PLoS ONE (Jan 2016)

A Novel Triazolopyridine-Based Spleen Tyrosine Kinase Inhibitor That Arrests Joint Inflammation.

  • Gregory D Ferguson,
  • Mercedes Delgado,
  • Veronique Plantevin-Krenitsky,
  • Kristen Jensen-Pergakes,
  • R J Bates,
  • Sanaa Torres,
  • Maria Celeridad,
  • Heather Brown,
  • Kelven Burnett,
  • Lisa Nadolny,
  • Lida Tehrani,
  • Garrick Packard,
  • Barbra Pagarigan,
  • Jason Haelewyn,
  • Trish Nguyen,
  • Li Xu,
  • Yang Tang,
  • Matthew Hickman,
  • Frans Baculi,
  • Steven Pierce,
  • Keiji Miyazawa,
  • Pilgrim Jackson,
  • Philip Chamberlain,
  • Laurie LeBrun,
  • Weilin Xie,
  • Brydon Bennett,
  • Kate Blease

DOI
https://doi.org/10.1371/journal.pone.0145705
Journal volume & issue
Vol. 11, no. 1
p. e0145705

Abstract

Read online

Autoantibodies and the immunoreceptors to which they bind can contribute to the pathogenesis of autoimmune diseases such as rheumatoid arthritis (RA). Spleen Tyrosine Kinase (Syk) is a non-receptor tyrosine kinase with a central role in immunoreceptor (FcR) signaling and immune cell functionality. Syk kinase inhibitors have activity in antibody-dependent immune cell activation assays, in preclinical models of arthritis, and have progressed into clinical trials for RA and other autoimmune diseases. Here we describe the characterization of a novel triazolopyridine-based Syk kinase inhibitor, CC-509. This compound is a potent inhibitor of purified Syk enzyme, FcR-dependent and FcR-independent signaling in primary immune cells, and basophil activation in human whole blood. CC-509 is moderately selective across the kinome and against other non-kinase enzymes or receptors. Importantly, CC-509 was optimized away from and has modest activity against cellular KDR and Jak2, kinases that when inhibited in a preclinical and clinical setting may promote hypertension and neutropenia, respectively.
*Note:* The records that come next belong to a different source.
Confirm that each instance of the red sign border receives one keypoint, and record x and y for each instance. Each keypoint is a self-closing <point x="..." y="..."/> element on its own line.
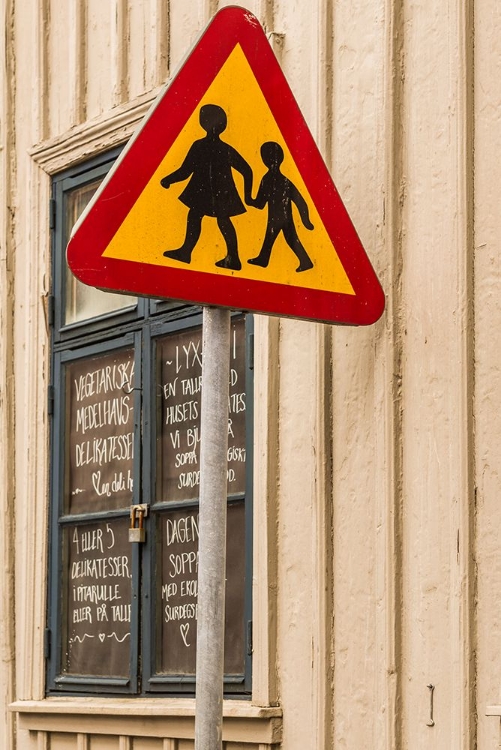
<point x="229" y="27"/>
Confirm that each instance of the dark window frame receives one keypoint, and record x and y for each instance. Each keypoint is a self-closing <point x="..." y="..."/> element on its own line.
<point x="137" y="326"/>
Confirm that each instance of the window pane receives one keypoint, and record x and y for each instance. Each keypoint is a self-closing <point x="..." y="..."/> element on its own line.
<point x="179" y="375"/>
<point x="177" y="592"/>
<point x="97" y="597"/>
<point x="99" y="432"/>
<point x="82" y="301"/>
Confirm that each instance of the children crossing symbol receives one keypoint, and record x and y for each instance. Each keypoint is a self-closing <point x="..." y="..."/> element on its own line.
<point x="222" y="197"/>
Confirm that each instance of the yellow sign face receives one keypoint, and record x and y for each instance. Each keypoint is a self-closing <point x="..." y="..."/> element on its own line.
<point x="270" y="234"/>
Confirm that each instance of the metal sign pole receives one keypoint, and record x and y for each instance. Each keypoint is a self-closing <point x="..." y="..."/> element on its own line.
<point x="212" y="529"/>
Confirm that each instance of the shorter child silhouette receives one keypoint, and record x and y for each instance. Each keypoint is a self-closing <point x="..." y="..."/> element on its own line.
<point x="280" y="193"/>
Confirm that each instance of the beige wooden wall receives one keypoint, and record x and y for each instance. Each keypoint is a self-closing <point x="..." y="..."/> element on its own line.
<point x="378" y="565"/>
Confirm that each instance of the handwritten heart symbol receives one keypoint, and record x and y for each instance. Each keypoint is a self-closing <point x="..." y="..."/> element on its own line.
<point x="96" y="478"/>
<point x="184" y="632"/>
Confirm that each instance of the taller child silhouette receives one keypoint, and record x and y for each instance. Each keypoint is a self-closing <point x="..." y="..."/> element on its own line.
<point x="211" y="190"/>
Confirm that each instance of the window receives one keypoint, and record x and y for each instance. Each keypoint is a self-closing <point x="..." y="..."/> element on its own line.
<point x="125" y="411"/>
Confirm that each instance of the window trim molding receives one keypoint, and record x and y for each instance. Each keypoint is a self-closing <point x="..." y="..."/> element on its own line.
<point x="45" y="159"/>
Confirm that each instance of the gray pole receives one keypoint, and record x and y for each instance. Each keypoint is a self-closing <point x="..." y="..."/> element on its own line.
<point x="212" y="529"/>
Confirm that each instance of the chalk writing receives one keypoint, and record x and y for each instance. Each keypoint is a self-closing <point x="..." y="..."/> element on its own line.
<point x="179" y="362"/>
<point x="100" y="413"/>
<point x="178" y="592"/>
<point x="97" y="598"/>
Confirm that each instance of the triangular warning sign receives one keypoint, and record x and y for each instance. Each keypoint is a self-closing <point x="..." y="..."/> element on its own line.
<point x="222" y="197"/>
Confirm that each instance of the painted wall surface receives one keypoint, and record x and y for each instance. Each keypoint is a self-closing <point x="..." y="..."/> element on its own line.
<point x="377" y="464"/>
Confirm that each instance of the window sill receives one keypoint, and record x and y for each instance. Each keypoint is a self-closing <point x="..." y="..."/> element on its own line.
<point x="144" y="717"/>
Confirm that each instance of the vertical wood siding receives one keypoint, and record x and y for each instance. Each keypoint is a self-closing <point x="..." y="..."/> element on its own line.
<point x="377" y="460"/>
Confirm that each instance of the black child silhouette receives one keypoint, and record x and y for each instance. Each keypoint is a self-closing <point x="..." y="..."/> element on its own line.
<point x="280" y="193"/>
<point x="211" y="190"/>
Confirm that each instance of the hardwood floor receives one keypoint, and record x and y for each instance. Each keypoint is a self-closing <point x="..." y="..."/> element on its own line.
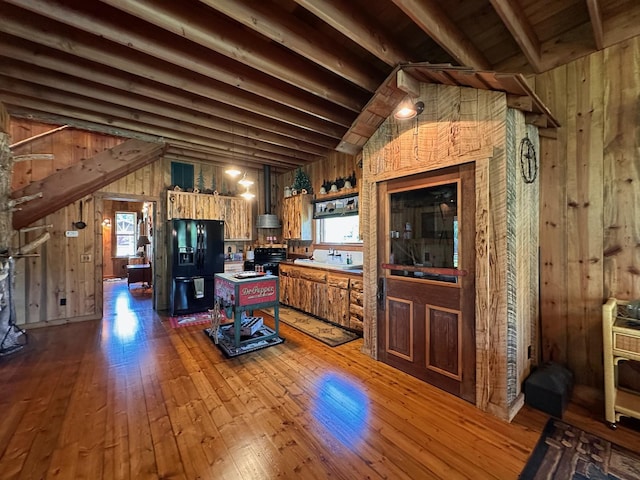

In addition, CC-509 is orally bioavailable and displays dose-dependent efficacy in two rodent models of immune-inflammatory disease. In passive cutaneous anaphylaxis (PCA), CC-509 significantly inhibited skin edema. Moreover, CC-509 significantly reduced paw swelling and the tissue levels of pro-inflammatory cytokines RANTES and MIP-1α in the collagen-induced arthritis (CIA) model. In summary, CC-509 is a potent, moderately selective, and efficacious inhibitor of Syk that has a differentiated profile when compared to other Syk compounds that have progressed into the clinic for RA.